In the case of climate change, those making the assumptions demand that we act immediately to avert planetary crises based solely on their computer model predictions. It’s like demanding that governments enact laws to safeguard us from velociraptors, after Jurassic Park scientists found that dinosaur DNA could be extracted from fossilized mosquitoes … and brought the carnivores back to special-effects life.

Climate models help improve our conceptual understandings of climate systems and the forces that drive climate change. However, they are terrible at predicting Earth’s temperature and other components of its climate. They should never be used to set or justify policies, laws, and regulations – such as what the Environmental Protection Agency is about to impose on CO2 emissions from coal-fired power plants.

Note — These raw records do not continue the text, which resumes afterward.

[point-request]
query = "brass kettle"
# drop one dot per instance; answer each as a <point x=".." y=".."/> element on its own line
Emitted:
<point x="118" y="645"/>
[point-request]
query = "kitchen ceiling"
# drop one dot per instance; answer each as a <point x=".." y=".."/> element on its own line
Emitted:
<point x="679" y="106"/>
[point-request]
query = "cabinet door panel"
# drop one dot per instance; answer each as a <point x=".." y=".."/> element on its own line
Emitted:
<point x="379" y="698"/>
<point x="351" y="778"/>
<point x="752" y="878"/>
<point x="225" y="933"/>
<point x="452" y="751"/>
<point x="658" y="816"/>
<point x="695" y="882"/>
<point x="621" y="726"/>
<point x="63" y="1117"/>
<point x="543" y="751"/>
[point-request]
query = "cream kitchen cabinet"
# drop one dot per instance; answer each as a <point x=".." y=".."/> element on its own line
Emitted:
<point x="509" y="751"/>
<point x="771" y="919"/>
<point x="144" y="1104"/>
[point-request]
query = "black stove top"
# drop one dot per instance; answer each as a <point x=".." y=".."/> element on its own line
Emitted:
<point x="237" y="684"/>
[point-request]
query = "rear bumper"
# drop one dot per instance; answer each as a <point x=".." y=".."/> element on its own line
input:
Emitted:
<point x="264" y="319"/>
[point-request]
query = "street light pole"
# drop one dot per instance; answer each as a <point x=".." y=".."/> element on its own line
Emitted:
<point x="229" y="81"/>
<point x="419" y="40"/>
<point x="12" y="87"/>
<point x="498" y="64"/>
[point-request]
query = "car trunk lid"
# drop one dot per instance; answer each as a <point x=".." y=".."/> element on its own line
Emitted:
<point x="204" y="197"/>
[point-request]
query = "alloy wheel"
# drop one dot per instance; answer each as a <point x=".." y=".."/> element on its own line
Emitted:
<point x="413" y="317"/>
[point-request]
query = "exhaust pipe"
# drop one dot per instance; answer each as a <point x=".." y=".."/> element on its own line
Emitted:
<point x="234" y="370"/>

Even our best climate scientists still have only a limited grasp of Earth’s highly complex and chaotic climate systems, and the many interrelated solar, cosmic, oceanic, atmospheric, terrestrial, and other forces that control climate and weather. Even the best models are only as good as that understanding.

Worse, the models and the science behind them have been horribly politicized. The Intergovernmental Panel on Climate Change was ostensibly organized in 1988 to examine possible human influences on Earth’s climate. In reality, Swedish meteorologist Bert Bolin and environmental activist groups wanted to use global warming to drive an anti-hydrocarbon, limited-growth agenda. That meant they somehow had to find a human influence on the climate – even if the best they could come up with was “The balance of evidence suggests a discernible human influence on global climate.” [emphasis added]

“Discernible” (ie, detectable) soon metamorphosed into “dominant,” which quickly morphed into the absurd notion that greenhouse gas (GHG) emissions have now replaced natural forces and become the only factors influencing climate change. They are certainly the only factors that climate activists and alarmists want to talk about, while they attempt to silence debate, criticism, and skepticism. They use the models to generate scary “scenarios” that are presented as actual predictions of future calamities.

They predict, project, or forecast that heat waves will intensify, droughts and floods will be stronger and more frequent, hurricanes will be more frequent and violent, sea levels will rise four feet by 2100 [versus eight inches since 1880], forest fires will worsen, and countless animal species will disappear. Unlikely.

Natural forces obviously caused the Medieval Warm Period, the Little Ice Age, and the Pleistocene Ice Ages. (A slab of limestone that I dug up has numerous striations – scratches – left by the last mile-thick glacier that covered what is now my home town in Wisconsin.) After long denying it, the IPCC finally acknowledged that the LIA did occur, and that it was a worldwide agricultural and human disaster.